Lastly, startups and design institutes should collaborate. With time, such collaborations will help the industry improve.
What many people don't know is that there is a complete educational institute, Indian Institute of Crafts and Design (IICD), established in Jaipur, Rajasthan, which mainly educates for the crafts and their existence with design. As lack of awareness might be one of the reasons for the stunted growth of artisans, so is the absence of training (especially in-village training). Lack of training may stop individuals who are not born in artistic families from taking up an ancient craft and practice.

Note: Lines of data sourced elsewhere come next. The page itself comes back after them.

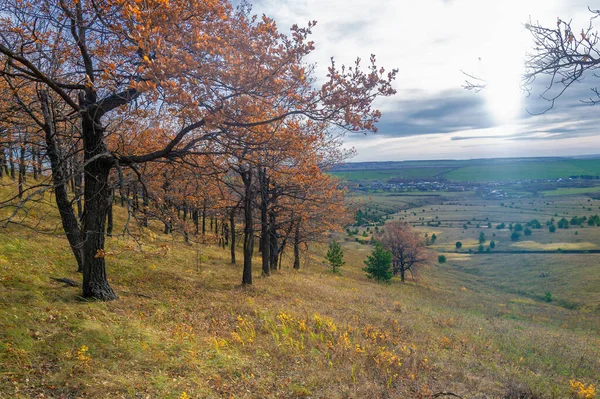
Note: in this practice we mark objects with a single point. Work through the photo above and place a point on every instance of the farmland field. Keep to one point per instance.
(479, 170)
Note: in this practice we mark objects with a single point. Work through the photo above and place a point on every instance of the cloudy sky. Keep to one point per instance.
(431, 42)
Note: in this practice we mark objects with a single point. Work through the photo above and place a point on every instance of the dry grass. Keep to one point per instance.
(554, 246)
(306, 333)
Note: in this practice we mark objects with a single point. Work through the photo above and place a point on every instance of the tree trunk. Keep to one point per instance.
(232, 228)
(204, 217)
(273, 241)
(145, 208)
(248, 228)
(225, 233)
(22, 177)
(39, 162)
(97, 200)
(264, 224)
(196, 217)
(109, 220)
(34, 163)
(11, 161)
(297, 247)
(59, 177)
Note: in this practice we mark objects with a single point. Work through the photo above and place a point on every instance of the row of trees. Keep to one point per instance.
(186, 107)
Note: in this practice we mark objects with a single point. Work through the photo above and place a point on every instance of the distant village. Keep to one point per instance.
(486, 190)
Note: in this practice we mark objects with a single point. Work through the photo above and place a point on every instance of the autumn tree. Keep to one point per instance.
(406, 246)
(379, 264)
(335, 256)
(561, 56)
(190, 71)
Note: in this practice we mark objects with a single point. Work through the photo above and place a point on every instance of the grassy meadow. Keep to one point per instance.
(480, 170)
(478, 325)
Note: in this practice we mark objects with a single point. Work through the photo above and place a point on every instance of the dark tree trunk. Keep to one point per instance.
(264, 223)
(109, 220)
(97, 200)
(195, 218)
(204, 217)
(77, 184)
(59, 177)
(273, 241)
(11, 161)
(3, 162)
(22, 177)
(39, 162)
(34, 164)
(225, 233)
(232, 228)
(145, 210)
(248, 227)
(297, 247)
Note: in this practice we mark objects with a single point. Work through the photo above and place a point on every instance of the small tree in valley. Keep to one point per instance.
(407, 248)
(379, 264)
(335, 256)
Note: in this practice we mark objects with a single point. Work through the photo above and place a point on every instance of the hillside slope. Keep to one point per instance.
(185, 328)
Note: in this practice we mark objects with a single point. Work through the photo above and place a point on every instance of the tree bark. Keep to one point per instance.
(109, 220)
(22, 176)
(297, 247)
(265, 243)
(248, 227)
(232, 228)
(273, 241)
(11, 161)
(204, 217)
(59, 177)
(97, 200)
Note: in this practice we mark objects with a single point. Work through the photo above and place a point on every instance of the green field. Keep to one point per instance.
(398, 173)
(521, 321)
(517, 171)
(480, 170)
(570, 191)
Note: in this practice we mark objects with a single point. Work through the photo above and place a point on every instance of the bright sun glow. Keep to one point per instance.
(503, 70)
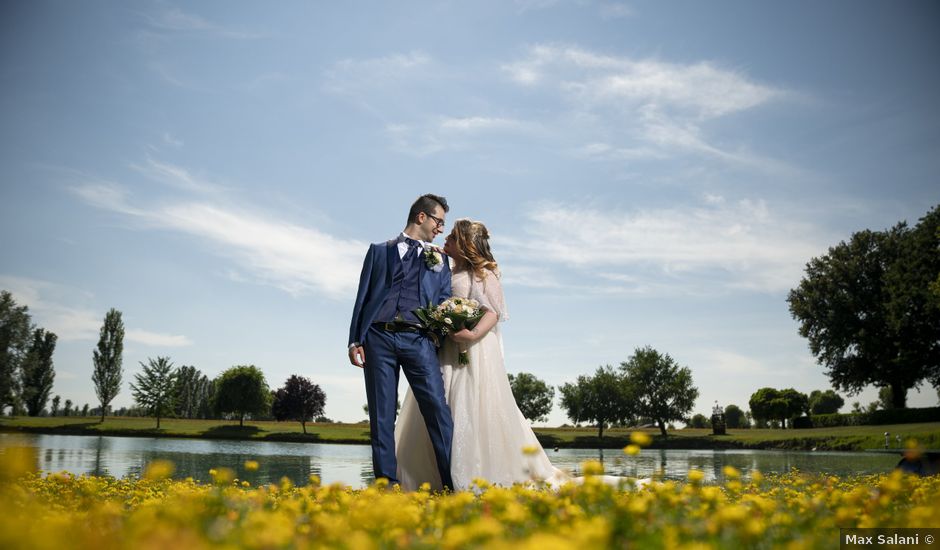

More has been done with less in other economies, and with more than 3,000 craft forms, India looks to be sitting on an untapped goldmine. The nation has not adequately capitalized on this industry. The vast untapped potential of artisans to leave an impression on the global scene affects not only them but every optimistic, patriotic citizen of India. The need of the hour is to formulate and design a strategy to spread ethnic products all over the world.
As a handicraft-based #socialenterprise, Coshal Art believes that when we view a handicraft, people, present issues, surroundings, and the environment, culture, heritage, and endless other topics come to the forefront of our consciousness. We thus request fellow Indians to see every art and craft as a jewel of colors and forms, something that can make us breathless and also make us think deeply.